By Jerry Meek (January 19, 2016)
Is the relationship between manufacturer and distributor simply that of seller and buyer? Should this relationship be governed by the same legal rules governing ordinary sales transactions?
In the recent case of Precision Indus. Equip. v. IPC Eagle, 14-3222 (E.D. Pa. January 14, 2016), the plaintiff entered into an oral distribution agreement to distribute the defendant’s line of cleaning equipment and machines. According to the distributor, the manufacturer promised not to sell directly to any its customers. The manufacturer denied this, contending instead that the distributor was told that “large national account customers” need to “be handled through” the manufacturer.
According to the distributor, in the same meeting at which this oral agreement was reached the distributor informed the manufacturer of the identity of a national building service contractor for which it did work. Nine months later the manufacturer contracted to sell direct to this account. The distributor sued, alleging breach of contract. The Court dismissed the claim, ruling that – evening assuming that the manufacturer had promised not to sell direct to the distributor’s customers – this promise was unenforceable.
Generally, oral agreements are just as enforceable as written agreements – although their terms may be harder to prove. Article 2 of the Uniform Commercial Code (which has been adopted, in some version, by every State except Louisiana) provides, in part, that contracts for the sale of goods over $500 must be in writing, unless one of several exceptions applies. If, as the Court concluded, this is a contract for the sale of “goods,” then Article 2’s limitation would bar the distributor’s claim. If, in contrast, the contract is for something other than the sale of goods, then general principles of contract law would apply, under which the oral agreement would be enforceable.
In some ways a distribution agreement is a contract for the sale of goods. It is a contract for the future sale of goods by the manufacturer to the distributor and – to this extent – does fall within the scope of Article 2. But, as channel partners well understand, the relationship goes well beyond that of mere buyer and seller. In addition to a contract to sell goods, it is a contract granting certain intangible rights – usually including the right to use the manufacturer’s mark as an authorized distributor and the right to an assigned territory in which it enjoys exclusivity. It also frequently involves service obligations, including the obligations to service goods while under manufacturer’s warranty, to maintain certain staffing and facilities, and to generally promote the sale of the manufacturer’s products. It sometimes even includes a commitment by the distributor not to distribute competing products.
International distribution law takes account of the complex nature of the supplier-distributor relationship. The U.N. Convention on Contracts for the International Sale of Goods (CISG) governs the cross-border sale of goods among the 84 countries (including the United States) that have ratified it. While the CISG applies to sales of goods in which quantity and price are known, it generally does not apply to framework agreements – such as distribution agreements – designed to govern future sales.

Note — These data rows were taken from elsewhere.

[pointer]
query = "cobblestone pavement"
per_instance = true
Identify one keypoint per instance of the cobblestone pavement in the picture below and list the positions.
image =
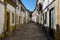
(28, 32)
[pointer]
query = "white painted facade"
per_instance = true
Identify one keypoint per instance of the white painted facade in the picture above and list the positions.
(34, 16)
(1, 17)
(11, 10)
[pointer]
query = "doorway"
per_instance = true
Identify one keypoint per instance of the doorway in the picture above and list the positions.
(51, 23)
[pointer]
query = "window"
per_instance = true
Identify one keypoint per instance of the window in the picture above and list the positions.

Article 2 is essentially the domestic U.S. version of the CISG. Unfortunately, most U.S. courts resolve the issue of whether Article 2 or general U.S. contracts law applies by determining whether the predominant purpose of the agreement is for the sale of goods or for some other purpose. Since the ultimate purpose of a distribution agreement is typically the sale of goods, it is not surprising that most Courts that have considered the question have concluded that Article 2 governs such relationships. The implications are significant, since Article 2 imposes a host of rules at variance to general principles of contract law.
The CISG approach more fully accounts for the complex nature of the distribution relationship than the approach taken by the Court in Precision Indus. Equip. v. IPC Eagle and in most other U.S. decisions. Unfortunately, this attempt to pigeon-hole the relationship as predominantly one for the sale of goods or something else trivializes the nature of the relationship. It fails to appreciate that, while the relationship is in part that of buyer and seller, it is also much more.